The Open Data Hub project is an open machine learning platform powered by Red Hat OpenShift

The Open Data Hub project is an open machine learning platform powered by Red Hat OpenShift

Moving on to the next stage, Open Data Hub gives you the ability to manage data pipelines (data pipelines). For this, a Ceph object is used, which is provided as an S3-compatible object data store. Apache Spark provides data streaming from external sources or Ceph S3 built-in storage, and also allows you to perform preliminary data transformations. Apache Kafka provides advanced data pipeline management (where you can perform multiple loads, as well as transform, parse, and store data).

So, the data analyst got access to the data and built a model. Now he has a desire to share the results with colleagues or application developers, and provide them with his model on the principles of a service. This requires an inference server, and the Open Data Hub has one called Seldon, which allows you to publish the model as a RESTful service.

At some point, there are several such models on the Seldon server, and there is a need to monitor how they are used. To do this, the Open Data Hub offers a collection of relevant metrics and a reporting engine based on the widely used open source monitoring tools Prometheus and Grafana. As a result, we receive feedback to monitor the use of AI models, in particular in the production environment.

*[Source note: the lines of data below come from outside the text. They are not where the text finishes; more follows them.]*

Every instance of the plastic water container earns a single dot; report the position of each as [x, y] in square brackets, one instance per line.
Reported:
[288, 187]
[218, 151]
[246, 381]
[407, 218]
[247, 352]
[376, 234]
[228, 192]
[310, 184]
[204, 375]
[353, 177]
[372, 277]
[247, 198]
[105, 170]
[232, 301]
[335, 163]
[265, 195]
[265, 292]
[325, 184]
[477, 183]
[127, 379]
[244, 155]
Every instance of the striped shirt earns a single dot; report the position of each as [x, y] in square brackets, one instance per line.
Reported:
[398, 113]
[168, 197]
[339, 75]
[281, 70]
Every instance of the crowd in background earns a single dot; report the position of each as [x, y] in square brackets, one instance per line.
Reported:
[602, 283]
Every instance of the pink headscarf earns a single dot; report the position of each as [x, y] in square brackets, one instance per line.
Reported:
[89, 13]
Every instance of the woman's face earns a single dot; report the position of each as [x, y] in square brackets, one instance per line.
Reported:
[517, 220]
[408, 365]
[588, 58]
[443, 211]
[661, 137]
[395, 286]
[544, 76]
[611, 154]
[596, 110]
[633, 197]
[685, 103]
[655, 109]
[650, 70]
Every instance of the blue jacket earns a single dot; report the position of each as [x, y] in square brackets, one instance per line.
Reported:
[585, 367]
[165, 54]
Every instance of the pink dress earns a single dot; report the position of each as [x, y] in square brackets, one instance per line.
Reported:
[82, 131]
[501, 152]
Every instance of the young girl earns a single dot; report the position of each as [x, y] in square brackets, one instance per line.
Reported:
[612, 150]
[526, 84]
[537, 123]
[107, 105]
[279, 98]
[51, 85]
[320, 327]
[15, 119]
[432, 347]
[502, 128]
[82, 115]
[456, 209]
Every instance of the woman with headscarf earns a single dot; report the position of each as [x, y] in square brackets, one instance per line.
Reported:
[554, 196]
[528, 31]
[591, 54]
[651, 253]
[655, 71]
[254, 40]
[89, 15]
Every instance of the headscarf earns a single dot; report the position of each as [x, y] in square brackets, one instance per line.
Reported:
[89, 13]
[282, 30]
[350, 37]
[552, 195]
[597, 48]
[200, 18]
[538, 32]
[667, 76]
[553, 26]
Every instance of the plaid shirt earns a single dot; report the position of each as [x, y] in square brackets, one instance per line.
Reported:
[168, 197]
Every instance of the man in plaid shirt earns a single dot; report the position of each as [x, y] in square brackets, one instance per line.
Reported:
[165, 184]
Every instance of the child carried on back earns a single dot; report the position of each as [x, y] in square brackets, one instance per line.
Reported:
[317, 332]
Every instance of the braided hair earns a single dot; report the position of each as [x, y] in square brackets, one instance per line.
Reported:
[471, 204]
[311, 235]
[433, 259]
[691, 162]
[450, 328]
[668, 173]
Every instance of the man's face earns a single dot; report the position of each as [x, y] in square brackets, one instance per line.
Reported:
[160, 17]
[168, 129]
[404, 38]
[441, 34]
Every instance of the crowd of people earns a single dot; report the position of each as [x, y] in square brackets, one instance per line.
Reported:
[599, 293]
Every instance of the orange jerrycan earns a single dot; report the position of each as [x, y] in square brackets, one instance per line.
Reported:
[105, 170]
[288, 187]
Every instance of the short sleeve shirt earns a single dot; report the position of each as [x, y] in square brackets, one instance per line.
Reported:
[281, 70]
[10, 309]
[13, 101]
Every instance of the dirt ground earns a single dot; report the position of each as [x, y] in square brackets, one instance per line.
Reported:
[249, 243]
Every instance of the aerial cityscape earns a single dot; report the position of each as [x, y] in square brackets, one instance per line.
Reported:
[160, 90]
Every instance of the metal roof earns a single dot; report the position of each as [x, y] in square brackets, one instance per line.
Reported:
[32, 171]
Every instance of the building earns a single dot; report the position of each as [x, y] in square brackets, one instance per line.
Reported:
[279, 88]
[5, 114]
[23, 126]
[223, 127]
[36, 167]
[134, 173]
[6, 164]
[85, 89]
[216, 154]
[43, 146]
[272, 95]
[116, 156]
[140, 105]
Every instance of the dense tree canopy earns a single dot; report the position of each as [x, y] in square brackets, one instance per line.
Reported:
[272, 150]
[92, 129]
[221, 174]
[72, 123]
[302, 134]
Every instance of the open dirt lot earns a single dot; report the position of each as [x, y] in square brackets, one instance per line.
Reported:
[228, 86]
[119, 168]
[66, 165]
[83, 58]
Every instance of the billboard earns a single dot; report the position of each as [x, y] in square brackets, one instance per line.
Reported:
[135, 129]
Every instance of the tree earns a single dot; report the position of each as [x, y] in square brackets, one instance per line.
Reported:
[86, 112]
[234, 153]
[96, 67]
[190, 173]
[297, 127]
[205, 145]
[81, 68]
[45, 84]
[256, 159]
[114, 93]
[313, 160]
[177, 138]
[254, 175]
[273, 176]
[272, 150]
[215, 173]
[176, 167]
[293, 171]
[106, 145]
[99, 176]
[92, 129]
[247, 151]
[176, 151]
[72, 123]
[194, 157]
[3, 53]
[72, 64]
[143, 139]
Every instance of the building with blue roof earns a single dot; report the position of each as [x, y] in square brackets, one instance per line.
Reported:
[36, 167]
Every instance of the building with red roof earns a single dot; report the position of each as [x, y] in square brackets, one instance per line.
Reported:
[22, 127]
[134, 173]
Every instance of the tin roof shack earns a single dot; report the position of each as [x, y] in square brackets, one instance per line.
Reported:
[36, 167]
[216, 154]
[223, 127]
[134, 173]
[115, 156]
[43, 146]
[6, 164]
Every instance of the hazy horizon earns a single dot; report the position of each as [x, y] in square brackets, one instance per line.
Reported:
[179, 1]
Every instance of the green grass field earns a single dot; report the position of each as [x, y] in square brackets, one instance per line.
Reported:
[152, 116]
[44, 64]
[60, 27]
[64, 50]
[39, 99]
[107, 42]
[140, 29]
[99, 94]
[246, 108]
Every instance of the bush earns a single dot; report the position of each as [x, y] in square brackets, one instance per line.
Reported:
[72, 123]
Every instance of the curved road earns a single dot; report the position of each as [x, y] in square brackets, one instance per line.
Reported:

The Open Data Hub project is an open machine learning platform powered by Red Hat OpenShift

Thus, the Open Data Hub provides a cloud-like approach throughout the entire lifecycle of AI / ML operations, from data access and preparation to training and production model exploitation.

Putting it all together

Now the question arises how to organize all this for the OpenShift administrator. And here a special Kubernetes operator for Open Data Hub projects comes into play.

The Open Data Hub project is an open machine learning platform powered by Red Hat OpenShift

This operator manages the installation, configuration, and life cycle of the Open Data Hub project, including deployment of the aforementioned tools such as JupyterHub, Ceph, Spark, Kafka, Seldon, Prometheus, and Grafana. The Open Data Hub project can be found in the OpenShift web console, in the community-operators section. Thus, the OpenShift administrator can specify that the corresponding OpenShift projects are categorized as an "Open Data Hub project". This is done once. After that, the data analyst enters his project space through the OpenShift web console and sees that the corresponding Kubernetes operator is installed and available for his projects. It then instantiates the Open Data Hub project with a single click and immediately has access to the above tools. And all this can be configured in high availability and fault tolerance mode.

The Open Data Hub project is an open machine learning platform powered by Red Hat OpenShift

If you want to try the Open Data Hub project yourself, start with installation instructions and introductory tutorial. Technical details of the Open Data Hub architecture can be found here, project development plans - here. In the future, it is planned to implement additional integration with Kubeflow, solve a number of issues with data regulation and security, as well as organize integration with systems based on the rules of Drools and Optaplanner. Express your opinion and become a participant of the project open data hub can be on the page communities.

To recap, serious scaling challenges prevent organizations from realizing the full potential of artificial intelligence and machine learning. Red Hat OpenShift has long been successfully used to solve similar problems in the software industry. The Open Data Hub project, implemented as part of the open source development community, offers a reference architecture for organizing a full cycle of AI / ML operations based on the OpenShift hybrid cloud. We have a clear and well-thought-out plan for the development of this project, and we are serious about creating an active and fruitful community for the development of open AI solutions on the OpenShift platform around it.